Les Afghans sont appelés à se rendre aux urnes samedi 5 avril pour élire le successeur du président Hamid Karzaï. Celui-ci avait été placé à la tête de l’Etat par les Américains après le renversement de Saddam Hussein en 2001, puis réélu à l’issue de scrutins entachés de fraudes en 2004 et 2009.

Hamid Karzaï quitte le pouvoir en portant une ultime estocade à Washington – avec lequel les rapports sont rapidement devenus houleux au fil de la décennie. Le président afghan a en effet refusé de signer l’accord bilatéral de sécurité (BSA), qui définira les modalités d’une présence militaire américaine après que les 75 000 soldats de l’Otan seront partis, fin 2014.

Un tel départ non encadré ouvrirait une période de graves turbulences. Déjà, les talibans, revigorés, multiplient depuis des semaines les actes de violences pour dissuader les électeurs de voter. Prudents, les investisseurs, eux, ont déjà réduit leurs activités dans le pays, en attendant de voir ce qui sortira de cette transition plus que délicate.

Résultat, la croissance économique afghane, florissante, montre des signes de ralentissement.

L’occasion de revenir sur cette croissance, qui, depuis la chute de Saddam Hussein, frôle les 10%, en s’interrogeant sur ses leviers avec Michael Barry, enseignant au département des études Proche-Orientales de l’Université de Princeton à New York, lauréat du Prix d’Histoire de l’Art de l’Académie Française, et auteur de nombreux livres, notamment sur le commandant Massoud (« Masoud, De l’islamisme à la liberté », Broché, 2002) pour lequel il reçut le prix Femina essai.

 

JOL Press : Quelle a été l’évolution de la croissance afghane de 2001 à aujourd’hui ?

 

Michael Barry : L’injection de sommes colossales – plus ou moins détournées – pour la reconstruction du pays ont permis une véritable explosion de créations d’entreprises.
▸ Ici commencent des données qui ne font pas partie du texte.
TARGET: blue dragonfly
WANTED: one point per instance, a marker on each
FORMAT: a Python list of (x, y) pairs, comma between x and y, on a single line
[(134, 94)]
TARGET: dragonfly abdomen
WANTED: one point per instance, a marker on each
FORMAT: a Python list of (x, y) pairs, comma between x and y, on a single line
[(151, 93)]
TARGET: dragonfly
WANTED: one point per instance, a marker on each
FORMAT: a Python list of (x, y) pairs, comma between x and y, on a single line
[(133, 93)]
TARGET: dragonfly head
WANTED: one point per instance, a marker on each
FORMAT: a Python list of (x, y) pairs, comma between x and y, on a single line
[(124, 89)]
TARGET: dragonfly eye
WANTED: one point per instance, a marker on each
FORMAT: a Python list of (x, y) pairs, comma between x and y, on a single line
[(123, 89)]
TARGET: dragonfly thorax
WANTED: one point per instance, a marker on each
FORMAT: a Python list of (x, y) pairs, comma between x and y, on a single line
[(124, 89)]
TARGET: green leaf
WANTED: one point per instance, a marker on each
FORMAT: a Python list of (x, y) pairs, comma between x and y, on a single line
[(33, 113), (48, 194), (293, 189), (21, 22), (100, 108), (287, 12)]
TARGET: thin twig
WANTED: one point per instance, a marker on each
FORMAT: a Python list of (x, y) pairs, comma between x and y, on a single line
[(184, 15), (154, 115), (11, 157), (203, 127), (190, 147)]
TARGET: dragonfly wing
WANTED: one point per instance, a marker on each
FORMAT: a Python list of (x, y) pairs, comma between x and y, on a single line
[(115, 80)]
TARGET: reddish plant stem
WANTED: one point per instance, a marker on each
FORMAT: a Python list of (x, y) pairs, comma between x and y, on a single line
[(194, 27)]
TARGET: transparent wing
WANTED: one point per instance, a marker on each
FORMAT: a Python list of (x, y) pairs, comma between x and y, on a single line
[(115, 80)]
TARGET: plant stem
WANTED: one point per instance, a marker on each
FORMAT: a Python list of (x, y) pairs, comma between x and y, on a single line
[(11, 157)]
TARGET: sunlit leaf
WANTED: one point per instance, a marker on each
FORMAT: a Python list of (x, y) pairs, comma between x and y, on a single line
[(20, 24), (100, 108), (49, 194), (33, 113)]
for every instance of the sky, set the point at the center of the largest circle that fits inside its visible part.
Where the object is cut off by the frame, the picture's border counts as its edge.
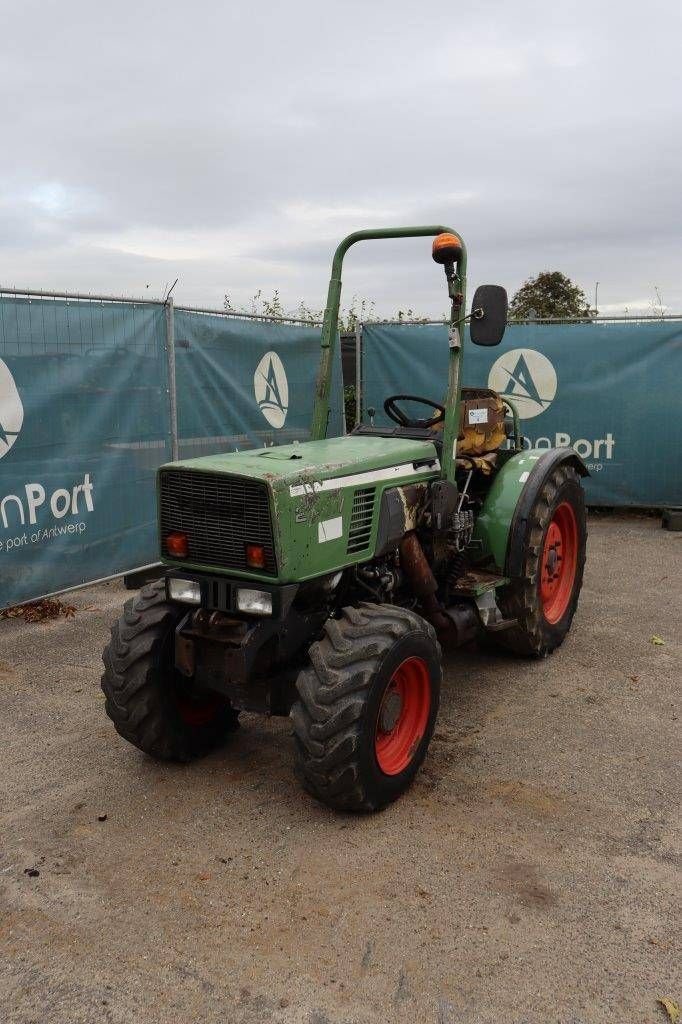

Mais celles-ci réalisent des investissements qui visent surtout le profit immédiat et non pas la construction fondamentale du pays et de son infrastructure. L’économie afghane est une économie de guerre et de profiteurs.

Ce qui signifie que cette croissance peut retomber très vite. Le manque de constructions d’institutions saines, comme une Banque nationale – laquelle a implosé en 2010 -, indique que cette croissance économique a été extrêmement mal gérée.

JOL Press : Le président Hamid Karzaï a refusé de signer l’Accord bilatéral de sécurité qui définit les modalités d’une présence militaire américaine après le retrait de l’Otan fin 2014. Cette nouvelle a-t-elle eu un impact sur les investissements dans le pays ?

 

Michael Barry : La non-signature de l’accord a créé un climat d’immenses incertitudes. L’économie afghane est essentiellement artificiellement gonflée par les dons étrangers – au point que le budget même de l’Etat afghan est financé à hauteur de 96%, si ce n’est pas 98%, par l’assistance étrangère.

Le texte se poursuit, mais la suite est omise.